A Sacred Friendship

A Sacred Friendship
Photo by Kati Hoehl / Unsplash
John 13:1-17, 31b-35

Today is perhaps the Church’s greatest festival of charity. Not charity in the modern sense that we so often hear, “Have you given to the charity yet?” Rather, in the much older sense of charity being a specific expression of love for others, usually evinced in acts of care and self-sacrifice. This association of charity comes, of course, from the scene revealed in the gospel passage. Jesus, gathered with his closest friends, foreshadows the sacrifice that is to come in his words about the bread and wine being his body and blood. In the same evening, he demonstrates profound charity by upturning his role as a teacher and master to wash the feet of his friends. Finally, we hear Jesus explain that this way of living, embodying deep charity, is not a suggestion but a new commandment.

This association with charity has led to the development of several traditions connected to today. There is this liturgy, which includes the washing of feet and remembers our Lord’s institution of the Eucharist. There is the Royal Mandatum, where Christian monarchs give alms to the poor from their personal funds. And there is the tradition of having the diocesan Chrism Mass on this day, where the bishop blesses and consecrates holy oils for the church’s ministries of care to the sick and suffering. Chrism masses are also traditionally where clergy renew their ordination vows, giving them a freshened sense of the servanthood to which they are called.

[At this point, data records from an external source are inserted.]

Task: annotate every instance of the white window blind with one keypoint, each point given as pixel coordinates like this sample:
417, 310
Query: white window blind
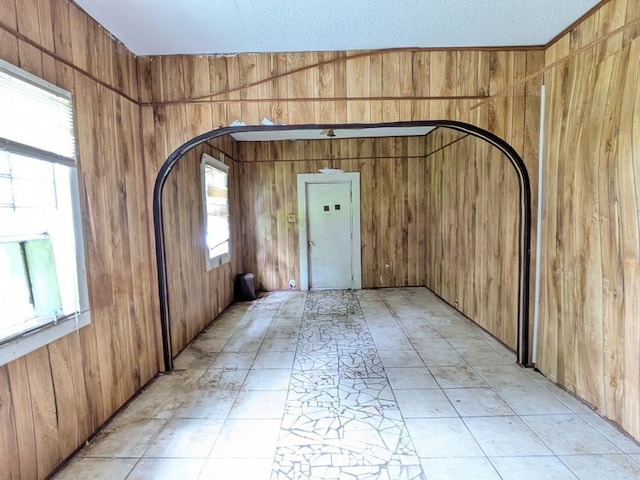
35, 114
43, 282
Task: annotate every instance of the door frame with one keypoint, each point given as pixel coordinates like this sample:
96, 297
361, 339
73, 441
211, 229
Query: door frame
356, 255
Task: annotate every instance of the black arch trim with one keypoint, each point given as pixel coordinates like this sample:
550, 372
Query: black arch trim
524, 224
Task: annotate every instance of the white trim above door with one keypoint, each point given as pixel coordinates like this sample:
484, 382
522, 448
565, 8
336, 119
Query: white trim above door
303, 227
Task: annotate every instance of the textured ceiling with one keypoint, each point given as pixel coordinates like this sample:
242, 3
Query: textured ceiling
160, 27
337, 133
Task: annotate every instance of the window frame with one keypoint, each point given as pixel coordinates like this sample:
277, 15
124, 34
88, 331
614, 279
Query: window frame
208, 160
41, 334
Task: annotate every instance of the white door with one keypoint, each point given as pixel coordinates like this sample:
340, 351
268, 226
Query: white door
329, 234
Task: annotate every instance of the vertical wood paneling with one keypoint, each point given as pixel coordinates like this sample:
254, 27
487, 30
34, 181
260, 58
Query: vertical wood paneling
54, 398
390, 205
196, 296
590, 315
471, 230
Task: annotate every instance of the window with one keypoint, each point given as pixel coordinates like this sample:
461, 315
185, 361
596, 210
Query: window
215, 201
43, 289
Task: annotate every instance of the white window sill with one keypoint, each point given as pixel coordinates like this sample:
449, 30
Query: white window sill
28, 343
218, 261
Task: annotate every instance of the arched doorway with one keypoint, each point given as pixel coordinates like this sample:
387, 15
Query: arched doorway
523, 218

Much is made in Christian conversation about the servant nature of Christian life. To seek and serve Christ in others is one of our baptismal promises. We seek perfect freedom by submitting ourselves entirely to service to God, as the Book of Common Prayer reminds us. Today’s gospel passage reminds us that while we are, indeed, servants, we are not the sort of servants than many imagine upon hearing that word.

Servants are those who are, today, employed by another to provide service. In Jesus’ day that may have been true but was more often a reference to slaves of various kinds. People who owed service to another due to some kind of ownership arrangement. Servants who serve because they have no other choice have a very different relationship to their master than do friends who serve one another out of love. And this is at the core of what Jesus shares with his closest friends on this evening.

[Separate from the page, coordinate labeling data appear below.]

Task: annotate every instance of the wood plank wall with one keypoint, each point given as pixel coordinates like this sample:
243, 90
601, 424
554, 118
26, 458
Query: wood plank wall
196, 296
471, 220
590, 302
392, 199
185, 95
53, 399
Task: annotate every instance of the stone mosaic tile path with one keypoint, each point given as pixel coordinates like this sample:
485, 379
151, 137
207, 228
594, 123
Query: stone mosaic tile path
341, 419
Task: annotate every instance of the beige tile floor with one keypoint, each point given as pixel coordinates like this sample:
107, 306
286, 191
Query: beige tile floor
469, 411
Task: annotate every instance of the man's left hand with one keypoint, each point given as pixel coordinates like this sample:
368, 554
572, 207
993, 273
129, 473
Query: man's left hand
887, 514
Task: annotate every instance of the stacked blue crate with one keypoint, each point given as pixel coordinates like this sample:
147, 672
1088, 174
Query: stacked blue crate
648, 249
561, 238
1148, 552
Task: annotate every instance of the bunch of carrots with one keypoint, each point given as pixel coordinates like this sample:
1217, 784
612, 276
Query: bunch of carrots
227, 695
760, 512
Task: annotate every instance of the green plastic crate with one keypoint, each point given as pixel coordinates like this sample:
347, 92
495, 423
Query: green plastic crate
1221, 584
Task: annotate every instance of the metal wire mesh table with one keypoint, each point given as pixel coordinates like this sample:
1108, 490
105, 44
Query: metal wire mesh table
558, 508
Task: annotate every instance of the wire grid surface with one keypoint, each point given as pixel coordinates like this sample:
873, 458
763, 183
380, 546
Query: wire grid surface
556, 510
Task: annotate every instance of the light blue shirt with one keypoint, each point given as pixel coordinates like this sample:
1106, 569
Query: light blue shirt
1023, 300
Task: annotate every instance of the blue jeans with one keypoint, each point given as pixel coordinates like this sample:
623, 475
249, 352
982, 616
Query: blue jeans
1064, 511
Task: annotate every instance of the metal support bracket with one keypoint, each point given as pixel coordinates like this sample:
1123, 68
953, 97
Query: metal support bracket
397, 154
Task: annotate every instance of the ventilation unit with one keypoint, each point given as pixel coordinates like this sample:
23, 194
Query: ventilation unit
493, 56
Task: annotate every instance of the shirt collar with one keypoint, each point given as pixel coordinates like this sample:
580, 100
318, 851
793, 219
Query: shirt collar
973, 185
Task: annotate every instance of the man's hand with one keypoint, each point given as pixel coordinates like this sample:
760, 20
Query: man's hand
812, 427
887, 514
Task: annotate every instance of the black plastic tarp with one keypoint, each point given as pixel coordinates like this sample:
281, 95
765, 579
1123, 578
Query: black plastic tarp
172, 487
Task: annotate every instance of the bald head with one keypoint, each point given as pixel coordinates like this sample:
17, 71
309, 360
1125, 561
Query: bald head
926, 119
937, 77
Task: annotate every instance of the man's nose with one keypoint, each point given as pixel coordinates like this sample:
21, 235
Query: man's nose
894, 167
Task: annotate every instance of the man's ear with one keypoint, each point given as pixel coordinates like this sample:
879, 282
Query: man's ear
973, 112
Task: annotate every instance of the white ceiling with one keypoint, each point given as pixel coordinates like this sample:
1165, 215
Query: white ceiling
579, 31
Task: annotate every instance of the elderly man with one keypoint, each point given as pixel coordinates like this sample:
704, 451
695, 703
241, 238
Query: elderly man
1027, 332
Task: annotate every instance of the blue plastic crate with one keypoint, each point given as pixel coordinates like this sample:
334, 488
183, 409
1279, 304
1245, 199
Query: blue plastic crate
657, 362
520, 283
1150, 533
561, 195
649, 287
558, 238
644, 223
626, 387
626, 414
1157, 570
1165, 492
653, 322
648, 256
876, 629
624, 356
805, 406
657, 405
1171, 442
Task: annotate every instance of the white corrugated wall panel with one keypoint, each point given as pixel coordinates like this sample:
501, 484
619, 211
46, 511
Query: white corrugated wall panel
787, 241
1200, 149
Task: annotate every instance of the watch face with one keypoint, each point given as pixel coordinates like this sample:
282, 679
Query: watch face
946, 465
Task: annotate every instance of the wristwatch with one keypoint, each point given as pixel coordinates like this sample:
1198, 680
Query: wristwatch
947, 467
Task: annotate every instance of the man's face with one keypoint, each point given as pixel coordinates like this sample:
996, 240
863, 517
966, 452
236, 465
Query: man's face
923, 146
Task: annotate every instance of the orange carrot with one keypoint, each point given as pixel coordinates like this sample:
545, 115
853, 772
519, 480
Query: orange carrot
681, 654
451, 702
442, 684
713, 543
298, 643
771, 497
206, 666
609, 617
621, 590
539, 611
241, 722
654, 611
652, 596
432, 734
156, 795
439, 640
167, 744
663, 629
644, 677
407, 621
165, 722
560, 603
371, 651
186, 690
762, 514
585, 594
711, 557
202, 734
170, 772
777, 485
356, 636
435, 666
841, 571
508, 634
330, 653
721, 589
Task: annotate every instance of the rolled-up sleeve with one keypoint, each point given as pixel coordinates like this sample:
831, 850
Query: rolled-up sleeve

The depth of what Jesus’ is doing will not be clear for some days longer, but in offering himself to his friends, body and blood, in the meal they share, Jesus is drawing these people into a relationship much closer, much more intimate, than master and servant or even teacher and disciple. Jesus is drawing this circle into loving friendship, an extended family whose values will be known in the world by the love, the charity, they show to one another.

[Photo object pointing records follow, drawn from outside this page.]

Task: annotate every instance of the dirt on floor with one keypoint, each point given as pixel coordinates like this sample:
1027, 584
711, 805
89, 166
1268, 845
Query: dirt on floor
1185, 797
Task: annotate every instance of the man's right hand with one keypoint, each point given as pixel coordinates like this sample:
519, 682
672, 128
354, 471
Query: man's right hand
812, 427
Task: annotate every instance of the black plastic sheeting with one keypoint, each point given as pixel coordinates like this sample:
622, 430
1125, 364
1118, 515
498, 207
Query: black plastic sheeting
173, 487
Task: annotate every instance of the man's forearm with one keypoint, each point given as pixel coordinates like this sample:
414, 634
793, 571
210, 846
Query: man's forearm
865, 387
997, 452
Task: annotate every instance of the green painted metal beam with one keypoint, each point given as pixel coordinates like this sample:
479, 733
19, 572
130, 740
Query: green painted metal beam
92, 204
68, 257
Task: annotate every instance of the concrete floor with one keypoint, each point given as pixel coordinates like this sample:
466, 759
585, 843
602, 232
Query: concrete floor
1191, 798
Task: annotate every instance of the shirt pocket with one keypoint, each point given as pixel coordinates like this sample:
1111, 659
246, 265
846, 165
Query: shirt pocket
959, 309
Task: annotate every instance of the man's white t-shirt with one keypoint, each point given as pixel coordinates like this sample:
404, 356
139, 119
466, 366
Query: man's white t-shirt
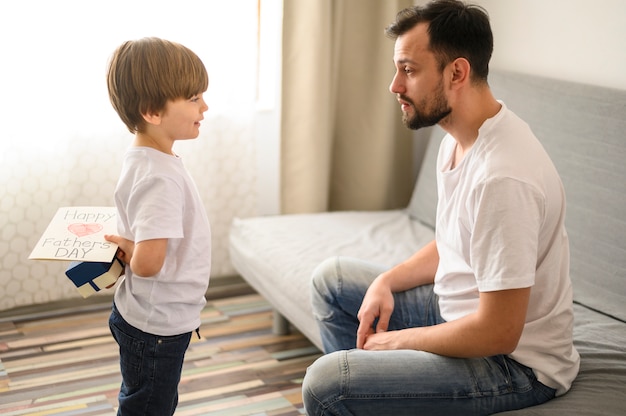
157, 198
500, 225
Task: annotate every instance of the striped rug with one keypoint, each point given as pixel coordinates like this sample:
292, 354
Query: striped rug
68, 364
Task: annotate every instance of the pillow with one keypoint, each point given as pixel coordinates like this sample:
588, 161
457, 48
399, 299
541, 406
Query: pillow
423, 204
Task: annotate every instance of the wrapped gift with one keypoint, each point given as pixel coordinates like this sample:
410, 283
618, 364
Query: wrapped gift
90, 277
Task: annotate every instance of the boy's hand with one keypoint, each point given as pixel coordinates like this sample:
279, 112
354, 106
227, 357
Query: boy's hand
125, 247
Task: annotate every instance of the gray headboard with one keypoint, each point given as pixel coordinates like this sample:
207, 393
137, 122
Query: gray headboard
583, 128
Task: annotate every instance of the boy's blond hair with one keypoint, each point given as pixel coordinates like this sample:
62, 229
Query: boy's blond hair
144, 74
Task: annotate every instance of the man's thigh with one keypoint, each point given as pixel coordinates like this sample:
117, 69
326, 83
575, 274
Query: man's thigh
406, 382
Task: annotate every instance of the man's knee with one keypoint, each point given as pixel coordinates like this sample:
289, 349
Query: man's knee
321, 387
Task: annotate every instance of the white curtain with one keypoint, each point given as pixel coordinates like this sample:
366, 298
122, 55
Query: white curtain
343, 145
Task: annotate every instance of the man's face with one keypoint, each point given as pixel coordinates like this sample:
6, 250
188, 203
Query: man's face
418, 82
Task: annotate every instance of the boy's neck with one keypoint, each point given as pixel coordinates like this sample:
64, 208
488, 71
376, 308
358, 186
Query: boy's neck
160, 144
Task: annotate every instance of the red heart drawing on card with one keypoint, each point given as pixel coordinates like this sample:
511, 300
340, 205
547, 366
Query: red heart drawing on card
82, 230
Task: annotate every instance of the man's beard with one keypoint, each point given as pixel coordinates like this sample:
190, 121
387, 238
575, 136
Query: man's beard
438, 111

Over these next three days we will be confronted with reminders of the work of God in our midst. This work happens on a scale and at a depth that is impossible for us to truly understand. How can we understand what it means for God to take on human flesh, only to be betrayed by one of his closest friends, murdered by fearful earthly powers, and still bring about salvation for every one of us, our ancestors, and our descendants until the last day?

What does it mean for today’s joyful reprieve from Holy Week’s focus on the Crucifixion to also be tinged with the backdrop of Judas’ betrayal? What do we make of the weight of our own sin in relation to what must happen tomorrow?  What is it for Jesus to proclaim love and charity, to wash the feet of even Judas, knowing what is to come the next day?

The answers to these questions are beyond us. They are worth our time as objects of contemplation and prayer, to help us understand better the nature of a God so loving that these events have come to pass. But the distance between us and true understanding of these mysteries is as great a distance as the east is from the west. And yet, it is into this mystery that Jesus invites us.

Far beyond servants of a master, Jesus calls us to friendship, to charity. It is into the very centre of all this that Jesus calls us to be. Where he sits with us, gives of himself in a sacred banquet, washes our feet, and commands us to do the same. It is in the centre of these great mysteries that we, with all of our joy and all of our betrayal, belong. And out of this place, we are called to bear love and charity that others may know who it was who called us there.